The images above represent how your finished drawing is going to look and the steps involved.

Below are the individual steps - you can click on each one for a High Resolution printable PDF version.

At the bottom you can read some interesting facts about the Warthog.

Make sure you also check out any of the hundreds of drawing tutorials grouped by category.

How to Draw a Warthog - Step-by-Step Tutorial

Step 1: Start by drawing the Worthog's head. Make a series of curved lines, starting at the very top left of the head. Curve it down, then out towards the left pointy cheek. Turn the line back in, before turning down. Curve it out to start making the snout, and where the tusk will go. Curve it back down, and make a bumpy curve to make the snout. Keep drawing the curve back up towards th top, turning slightly to the right to make space for the next tusk.

Step 2: Draw in the tusks near the bottom of the shape you've drawn. They are two curves that meet at a point, and join to the head at the curves near the bottom on either side of the nose. On the nose, draw two circles for nostrils, and two lines above the snout.

Step 3: Now for the ears! Make a triangle with curved edges for the left ear, with an extra curved line on top to make it look a bit thick. Then add the curve of the top of the animal's head, before putting in the other ear. Two curves to start it, then a straight line down, followed by a curved line to the left and down to make the bottom of the right ear.

Step 4: Next we can draw the Worthog's eye! Make an oblong oval for the circle around the eye, and a line near the top to make the eyeball itself. Add a curved line above to make an eyebrow and you've drawn the eye!

Step 5: Now for the first leg. It should start just behind the animal's snout, and travel down in a gently curving line. The shape should look a bit like a tree's trunk with a small root growing off the back. Just under the leg on the front should go two small triangles to make hooves.

Step 6: Draw a small line that goes horizontal, before curving down into a long, bent tree shape just like the first leg. Add two triangle shapes to make the hooves, then draw the line going back up slanting towards the back gently. Now you have two legs!

Step 7: Give your Warthog a belly by drawing a curve the goes into a rounded curve, pointing up.

Step 8: Now draw the hair. This can be accomplished by making a jagged line between the ears, and then two curved lines that go down and to the right. The bottom line is the shape of the animal's back, while the top line is the shape of the hair. The two lines should be connected by a jagged line to make it look fuzzy.

Step 9: Now for the rear leg! Draw a curve that starts in the middle of the hair you've drawn, and makes a hump for the Warthog's rear. It should then travel down into another tree-like shape, with two small triangle hooves at the bottom.

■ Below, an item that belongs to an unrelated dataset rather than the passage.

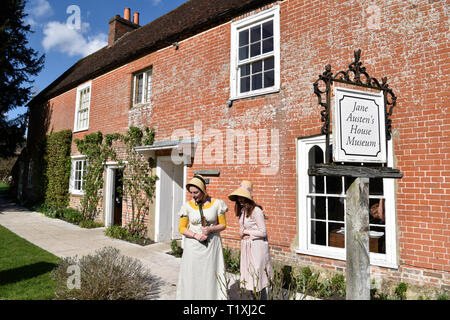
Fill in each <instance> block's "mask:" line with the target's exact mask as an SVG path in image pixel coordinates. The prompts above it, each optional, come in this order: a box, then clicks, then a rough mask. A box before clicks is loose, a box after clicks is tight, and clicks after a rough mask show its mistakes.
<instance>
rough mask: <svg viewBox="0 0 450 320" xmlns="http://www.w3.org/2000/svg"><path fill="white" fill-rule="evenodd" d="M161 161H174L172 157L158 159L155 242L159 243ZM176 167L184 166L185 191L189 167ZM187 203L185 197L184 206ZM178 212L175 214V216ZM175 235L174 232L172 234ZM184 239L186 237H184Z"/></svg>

Step 10: Now let's add a leg that bends back at first, before traveling down into two more triangle hooves. Add a small spike shape at the rear-back of the leg to make it look really good!

Step 11: Lastly we can make the tail! Just a line that travels down, curving behind the rear hump of the animal, and ends in a small, thin triangle. And now you're done! The warthog is finished!

Interesting Facts about Warthogs

Warthogs are wild pigs that live in Africa, south of the Sahara Desert. They have wart-like bumps on their faces, which are not warts at all. These bumps store fat, which protects warthogs during fights with other warthogs or predators. Although they have protection, warthogs are not fighters; they would rather run away when attacked.

Did You Know?

  • Warthogs like to submerge themselves in water or mud to keep cool. Mud also keeps flies away from their body.
  • Warthogs can run as fast as 30 miles per hour.
  • Warthogs live in family groups. These are called sounders, and they usually consist of female warthogs and their young.
  • Adult warthogs average 110 to 330 pounds.
  • Female warthogs give birth to up to four piglets at a time.

Warthogs have four tusks, two on each side of their large snout. The two lower tusks average about six inches long, and the upper curved tusks can grow to be about two feet long. They use their snout and tusks to dig underground for shoots and bulbs, which are part of their daily diet. Warthogs also eat grasses, tree bark, and berries. They will sometimes eat the meat of dead animals, called carrion.